La première vision nécessite une métropole centralisée. C’est celle que dessine le président Ollier devant la délégation aux collectivités territoriales de l’Assemblée nationale quand il demande que les territoires « deviennent des unités déconcentrées de la métropole ». Cette organisation fait remonter à l’échelle métropolitaine les compétences d’aménagement, de politique de la ville, ainsi que la gestion de l’espace public et des équipements d’intérêt communautaire, exercées aujourd’hui dans les intercommunalités de proximité. Dans cette organisation, la ville centre irrigue de toutes ses fonctions son espace périphérique, sa banlieue. Le développement du territoire se fait par ruissellement à partir du centre. Et le centre donne le La sur les politiques publiques à conduire. Une technostructure pilote toutes les compétences intercommunales à l’échelle de 8 millions d’habitants. Les maires de banlieue émettent des avis, comme le font les maires d’arrondissements.

Une métropole « marguerite », fédérative

La seconde vision nécessite une métropole décentralisée. C’est celle que dessine Patrick Braouezec, ancien président de Plaine Commune, revendiquant une métropole marguerite. La métropole du quart d’heure évoquée par certains. Cette vision nécessite une organisation métropolitaine plus souple. Les compétences de proximité, d’aménagement, de politique de la ville, ainsi que la gestion de l’espace public et des équipements d’intérêt communautaire sont conservées à l’échelon intercommunal de proximité, échelon dans lequel les maires conservent la maitrise et où des politiques territoriales peuvent être décidées. La Métropole prend la forme d’une fédération associant le bloc local, les collectivités départementales et régionale. Les compétences de proximité sont exercées à l’échelon communal et intercommunal. La construction métropolitaine s’appuie sur des pôles de développement éclatés. Elle s’attaque aux défis climatiques, aux inégalités territoriales, aux fractures urbaines. Sa souplesse permet d’éviter la relégation des populations de grande couronne. Il n’y a pas un centre, mais des centres.
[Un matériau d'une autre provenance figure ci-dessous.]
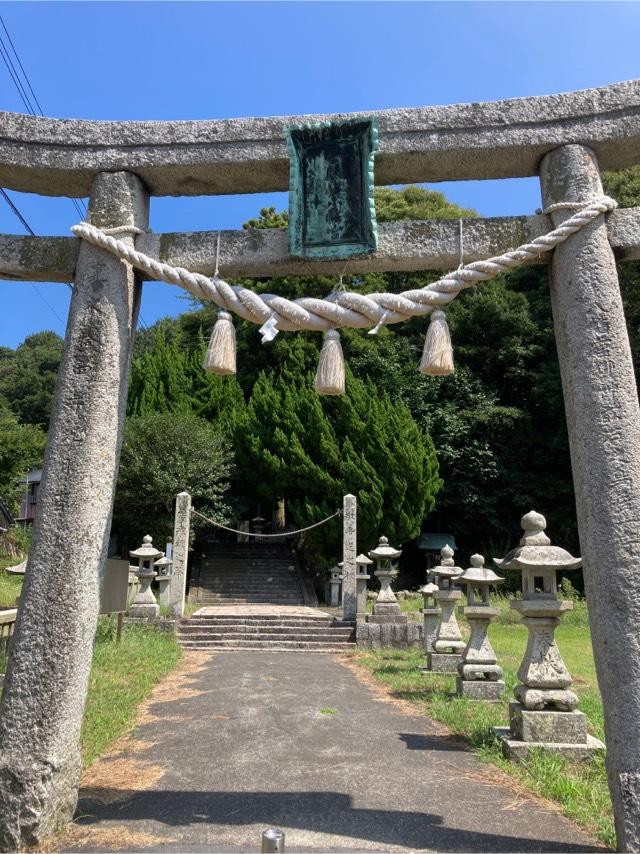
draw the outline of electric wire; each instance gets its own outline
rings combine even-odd
[[[31,86],[31,83],[29,82],[29,77],[27,76],[27,72],[24,70],[24,67],[23,67],[22,63],[20,62],[20,57],[18,56],[18,51],[16,50],[15,45],[13,44],[13,39],[11,38],[11,36],[10,36],[10,34],[9,34],[9,30],[7,29],[7,25],[5,24],[5,22],[4,22],[3,18],[2,18],[2,15],[0,15],[0,24],[2,24],[2,29],[3,29],[3,30],[5,31],[5,33],[7,34],[7,38],[9,39],[9,44],[11,45],[11,48],[12,48],[12,50],[13,50],[13,53],[15,54],[15,57],[16,57],[16,59],[18,60],[18,65],[20,66],[20,69],[22,70],[22,74],[24,75],[24,79],[25,79],[25,80],[26,80],[26,82],[27,82],[27,86],[29,87],[29,91],[30,91],[30,92],[31,92],[31,94],[33,95],[33,100],[34,100],[34,101],[36,102],[36,104],[38,105],[38,109],[40,110],[40,115],[41,115],[41,116],[43,116],[43,115],[44,115],[44,113],[43,113],[43,111],[42,111],[42,107],[40,106],[40,101],[38,101],[37,95],[36,95],[36,93],[33,91],[33,88],[32,88],[32,86]]]
[[[0,56],[2,56],[2,60],[3,60],[4,64],[7,66],[7,71],[9,72],[9,76],[13,80],[13,84],[16,87],[16,89],[18,90],[18,95],[20,95],[20,99],[21,99],[22,103],[25,105],[27,112],[30,115],[34,115],[33,107],[29,103],[29,100],[27,98],[26,92],[24,91],[24,87],[22,86],[22,83],[20,82],[20,79],[16,76],[15,66],[13,65],[13,63],[11,61],[11,57],[9,56],[9,54],[7,52],[5,44],[2,41],[1,35],[0,35]]]
[[[12,82],[13,82],[13,84],[14,84],[17,92],[18,92],[20,100],[24,104],[25,109],[27,110],[29,115],[32,115],[32,116],[36,115],[36,109],[33,106],[33,102],[35,102],[40,115],[44,116],[44,112],[42,110],[40,102],[38,101],[36,93],[33,90],[33,86],[31,85],[31,81],[29,80],[29,76],[24,69],[22,61],[20,60],[20,56],[18,55],[18,51],[16,50],[16,47],[13,43],[13,39],[11,38],[9,30],[7,29],[7,25],[5,24],[4,19],[2,18],[1,15],[0,15],[0,25],[2,26],[2,29],[4,30],[6,38],[9,42],[10,47],[11,47],[11,50],[13,51],[13,55],[15,56],[15,58],[18,62],[18,65],[20,67],[20,71],[22,72],[22,79],[21,79],[20,73],[18,72],[18,69],[16,68],[16,66],[15,66],[15,64],[11,58],[11,52],[9,51],[9,47],[7,46],[7,42],[4,40],[2,33],[0,32],[0,56],[2,57],[2,60],[3,60],[5,66],[7,68],[7,71],[9,72],[9,76],[11,77],[11,80],[12,80]],[[24,83],[22,82],[23,80],[24,80]],[[27,92],[27,88],[25,88],[25,83],[26,83],[26,87],[28,88],[29,92],[31,93],[31,97],[33,98],[33,102],[31,101],[31,98],[29,97],[29,93]],[[4,189],[4,187],[0,187],[0,193],[2,194],[2,198],[7,203],[10,210],[12,211],[14,216],[18,219],[18,221],[20,222],[22,227],[25,229],[25,231],[28,234],[30,234],[32,237],[35,237],[36,233],[33,230],[33,228],[31,228],[31,226],[29,225],[27,218],[20,211],[20,209],[15,204],[13,199],[9,196],[9,194]],[[84,216],[86,214],[86,210],[83,210],[83,207],[80,204],[78,204],[77,199],[72,199],[71,201],[72,201],[73,206],[76,210],[76,213],[78,213],[80,216]],[[42,302],[46,305],[46,307],[49,309],[49,311],[53,314],[53,316],[64,327],[65,326],[64,319],[60,316],[58,311],[49,302],[49,300],[44,296],[44,294],[36,287],[35,282],[29,282],[29,285],[35,291],[35,293],[40,298],[40,300],[42,300]],[[69,288],[72,288],[71,283],[68,282],[67,285]]]
[[[20,222],[21,222],[21,224],[24,226],[24,228],[29,232],[29,234],[30,234],[32,237],[35,237],[35,236],[36,236],[35,231],[31,228],[31,226],[29,225],[29,223],[28,223],[28,222],[26,221],[26,219],[22,216],[22,214],[20,213],[20,211],[18,210],[18,208],[16,207],[16,205],[13,203],[13,201],[12,201],[11,197],[9,196],[9,194],[7,193],[7,191],[4,189],[4,187],[0,187],[0,193],[2,193],[2,198],[3,198],[3,199],[5,200],[5,202],[9,205],[9,207],[11,208],[11,210],[13,211],[13,213],[16,215],[16,217],[20,220]]]
[[[11,51],[13,52],[13,55],[16,58],[16,61],[17,61],[18,66],[20,68],[20,71],[18,70],[15,63],[13,62],[13,59],[11,58],[11,53],[9,51],[9,47],[7,46],[7,43],[4,40],[1,32],[0,32],[0,55],[2,56],[2,59],[4,61],[4,64],[7,67],[9,75],[11,76],[11,79],[13,80],[13,83],[14,83],[17,91],[18,91],[18,94],[20,95],[22,103],[24,104],[29,115],[35,116],[35,115],[39,114],[41,116],[44,116],[44,110],[42,109],[40,101],[38,100],[38,97],[37,97],[37,95],[33,89],[33,86],[31,85],[31,81],[29,80],[29,75],[25,71],[24,65],[22,64],[22,60],[20,59],[20,55],[18,54],[16,46],[13,42],[13,39],[11,38],[11,35],[9,33],[9,30],[7,28],[7,25],[6,25],[2,15],[0,15],[0,25],[2,26],[2,29],[4,30],[4,32],[6,34],[9,45],[11,46]],[[24,80],[24,83],[21,80],[20,72],[22,72],[22,79]],[[25,84],[26,84],[26,87],[25,87]],[[27,88],[29,89],[29,92],[31,92],[31,95],[33,97],[33,101],[35,102],[35,104],[38,108],[37,112],[36,112],[36,108],[33,106],[33,103],[29,97],[29,94],[27,92]],[[78,201],[78,199],[73,198],[73,199],[71,199],[71,204],[74,206],[76,213],[78,213],[81,217],[86,216],[87,211],[86,211],[86,205],[84,203],[80,203]]]
[[[16,90],[18,91],[18,95],[20,96],[20,99],[21,99],[22,103],[24,104],[25,109],[27,110],[29,115],[32,115],[32,116],[36,115],[36,109],[33,106],[33,102],[35,102],[35,104],[38,108],[38,113],[41,116],[44,116],[44,110],[42,109],[42,105],[40,104],[40,101],[38,100],[38,97],[37,97],[37,95],[33,89],[33,86],[31,85],[31,81],[29,80],[29,75],[27,74],[27,72],[24,68],[24,65],[22,64],[22,61],[20,59],[20,55],[18,54],[16,46],[13,42],[13,39],[11,38],[11,34],[9,33],[9,30],[7,28],[7,25],[6,25],[2,15],[0,15],[0,25],[2,26],[2,29],[4,30],[4,33],[6,35],[9,46],[11,47],[11,51],[13,52],[13,55],[16,58],[18,66],[20,67],[20,71],[22,72],[22,79],[21,79],[18,68],[16,68],[16,65],[14,64],[14,62],[11,58],[11,52],[9,51],[9,47],[7,46],[7,43],[5,42],[5,40],[3,38],[2,32],[0,32],[0,56],[2,56],[2,60],[3,60],[5,66],[7,68],[7,71],[9,72],[9,76],[11,77],[11,79],[12,79],[12,81],[16,87]],[[22,82],[22,80],[24,80],[24,83]],[[26,88],[25,88],[25,83],[26,83]],[[31,93],[31,96],[33,98],[33,102],[31,101],[31,99],[29,97],[29,94],[27,92],[27,88],[28,88],[29,92]],[[7,203],[7,205],[10,207],[10,209],[12,210],[14,215],[17,217],[17,219],[22,224],[23,228],[27,231],[28,234],[30,234],[32,237],[35,237],[36,236],[35,231],[31,228],[26,217],[21,213],[20,209],[15,204],[15,202],[11,199],[11,197],[6,192],[6,190],[3,187],[0,187],[0,192],[2,193],[2,197],[5,200],[5,202]],[[71,203],[73,204],[78,216],[80,216],[81,219],[85,219],[86,215],[87,215],[86,205],[84,203],[79,202],[78,199],[75,199],[75,198],[71,199]],[[68,284],[69,288],[73,289],[73,286],[71,285],[71,283],[68,282],[67,284]],[[45,303],[45,305],[47,305],[51,309],[53,314],[64,325],[64,321],[62,320],[62,318],[60,317],[58,312],[53,308],[53,306],[49,303],[49,301],[40,293],[40,291],[36,288],[35,284],[33,282],[30,282],[30,285],[35,290],[35,292],[38,294],[38,296],[42,299],[42,301]],[[144,322],[144,319],[143,319],[141,313],[138,315],[138,324],[142,327],[142,329],[145,332],[148,332],[148,326]]]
Certains rêvent d’une troisième voie. Celle qui supprimerait toutes formes d’intercommunalités, qu’elles soient de proximité ou métropolitaine. Cette voie n’est pas à l’ordre du jour. Le président de la République tranchera entre Métropole centralisée ou Métropole multipolaire. C’est le seul débat posé ce jour pour décider l’avenir de la Métropole et tracer la voie que prendra le président de la république.